Introduction : les infections de l’appareil urinaire représentent un important problème de santé publique. Nous avons voulu rapporter le profil épidémiologique, clinico-biologique, thérapeutique et évolutif de la pyélonéphrite aigue (PNA) chez nos patients et identifier ses facteurs de risque.
Méthodes : Nous avons mené une étude rétrospective descriptive se déroulant sur une période de 37 ans (1977-2014) chez les patients hospitalisés dans notre service pour PNA.
Résultats : Quarante-trois patients ont fait l’objet de cette étude. L’âge moyen était de 36,98 ans. Le sexe ratio H/F était de 0,39. Les antécédents personnels étaient le diabète (16,28%), les infections urinaires à répétition (25,58%), l’insuffisance rénale chronique (IRC) (46,51%), les lithiases rénales (9,3%), les uropathies malformatives (9,3%) et le traitement immunosuppresseur (23,3%). La triade clinique typique (fièvre, douleur lombaire et signes fonctionnels urinaires) était présente chez 25 patients (58,14%). Les Bacilles gram négatifs représentaient 97,67% des germes isolés à l’ECBU, dominées par l’Escherchia coli dans 83,72% des cas.

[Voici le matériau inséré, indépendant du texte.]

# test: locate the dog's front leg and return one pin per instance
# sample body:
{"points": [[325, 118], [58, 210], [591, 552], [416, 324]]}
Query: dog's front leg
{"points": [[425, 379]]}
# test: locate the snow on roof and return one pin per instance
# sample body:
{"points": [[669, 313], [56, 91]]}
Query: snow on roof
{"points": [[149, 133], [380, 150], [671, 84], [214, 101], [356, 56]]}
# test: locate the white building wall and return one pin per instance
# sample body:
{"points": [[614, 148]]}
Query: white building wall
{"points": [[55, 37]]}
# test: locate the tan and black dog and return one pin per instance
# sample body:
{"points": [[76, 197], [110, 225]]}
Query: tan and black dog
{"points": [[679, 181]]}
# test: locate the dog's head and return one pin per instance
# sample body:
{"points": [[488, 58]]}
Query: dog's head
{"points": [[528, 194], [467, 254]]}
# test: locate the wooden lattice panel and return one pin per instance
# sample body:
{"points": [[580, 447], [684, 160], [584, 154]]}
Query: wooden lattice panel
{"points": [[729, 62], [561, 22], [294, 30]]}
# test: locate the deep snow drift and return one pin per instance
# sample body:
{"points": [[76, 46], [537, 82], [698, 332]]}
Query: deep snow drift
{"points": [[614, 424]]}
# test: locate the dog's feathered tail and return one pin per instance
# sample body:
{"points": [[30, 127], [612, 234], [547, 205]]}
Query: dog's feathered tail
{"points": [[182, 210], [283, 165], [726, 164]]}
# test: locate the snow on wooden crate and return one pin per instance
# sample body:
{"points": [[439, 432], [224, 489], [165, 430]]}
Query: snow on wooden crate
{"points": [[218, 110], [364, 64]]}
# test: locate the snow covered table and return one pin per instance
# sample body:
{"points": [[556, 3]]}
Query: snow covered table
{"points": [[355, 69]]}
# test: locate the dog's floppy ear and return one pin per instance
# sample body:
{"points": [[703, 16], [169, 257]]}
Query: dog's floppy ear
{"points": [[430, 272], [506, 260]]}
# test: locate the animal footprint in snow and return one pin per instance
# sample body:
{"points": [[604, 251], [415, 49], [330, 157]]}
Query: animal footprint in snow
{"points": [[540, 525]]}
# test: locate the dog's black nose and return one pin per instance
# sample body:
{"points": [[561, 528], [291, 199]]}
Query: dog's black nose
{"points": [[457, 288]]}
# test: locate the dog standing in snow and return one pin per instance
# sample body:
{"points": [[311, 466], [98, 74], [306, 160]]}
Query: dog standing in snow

La PNA était simple dans 19 cas (44,18%). Quatre patients (9,3%) seulement avaient une PNA grave. Des complications étaient retrouvées dans 30,23% cas: une insuffisance rénale aigue (IRA) (30,23%), un abcès rénal (2,33%) et un état de choc septique (4,65%). Les facteurs de risque de survenue d’une IRA étaient l’âge supérieure à 60 ans (p=0,02) et l’IRC (p=0,001). Une corrélation statistiquement significative était retrouvée entre le reflux vésico-urétéral et la récidive (p=0,01). La survie rénale à 5 ans était à 69%.
 Conclusion : La PNA est potentiellement grave vu le risque d’IRA et d’évolution vers l’IRC.

Mots Clés
Article

Introduction : l'infection urinaire (IU) est définie par la présence d'un germe pathogène dans les urines. Son expression clinique est variable allant de la simple bactériurie asymptomatique à la pyélonéphrite aigue (PNA) (1).
La PNA est une infection des voies urinaires supra vésicales et du parenchyme rénal définie par des critères cliniques, bactériologiques et radiologiques (2,3).
La PNA est plus fréquente chez la femme que chez l’homme (4,5). La fréquence augmente également avec l’âge.
Outre sa potentielle gravité inhérente à la nature de certains germes, la PNA est une pathologie grave chez certains terrains d’immunodépression en particulier chez les insuffisants rénaux, les diabétiques et les patients sous traitement immunosuppresseur faisant discuter parfois l’indication d’une antibioprophylaxie et impose une exploration étiologique.
C’est aussi une affection grave, par son retentissement sur l’activité des malades, ses récidives et le risque d’insuffisance rénale chronique par pyélonéphrite chronique (5,6).
Les PNA peuvent être simples ou à risque de complication du fait d’une anomalie organique ou fonctionnelle de l'arbre urinaire quelle qu’elle soit (résidu vésical, reflux, lithiase, tumeur, acte récent), du sexe masculin, d’une grossesse, de sujet âgé, d’une immunodépression ou d’insuffisance rénale chronique sévère (clairance < 30 ml/min) (1,7). Les frontières entre les formes non compliquées et compliquées sont parfois difficiles à établir au début de la symptomatologie (6).
Le but de cette étude était:
-    Etudier le profil épidémiologique, clinique, biologique, thérapeutique et évolutif de la PNA chez 43 patients hospitalisés dans notre service.
-     Préciser les facteurs de risque de PNA chez ces patients.
-     Analyser nos pratiques professionnelles en les comparants aux recommandations internationales.

Méthodes
1.    Critères d’inclusion :
Nous avons inclus dans notre étude :
-    Les patients âgés de 18 ans et plus
-    Les patients ayant présenté une PNA définie selon les critères des recommandations de l’AFSSAPS 2008 (8) par la présence de:
    Fièvre et/ou douleur lombaire
    Signes urinaires
    Leucocyturie>104 élément/ml
    bactériurie≥104 UFC*/ml.
*=Unité Faisant Colonie
-    Les patients qui ont été hospitalisés au service de  Médecine Interne A de l’Hôpital Charles Nicolle de Tunis sur une période de 37 ans (1977-2014).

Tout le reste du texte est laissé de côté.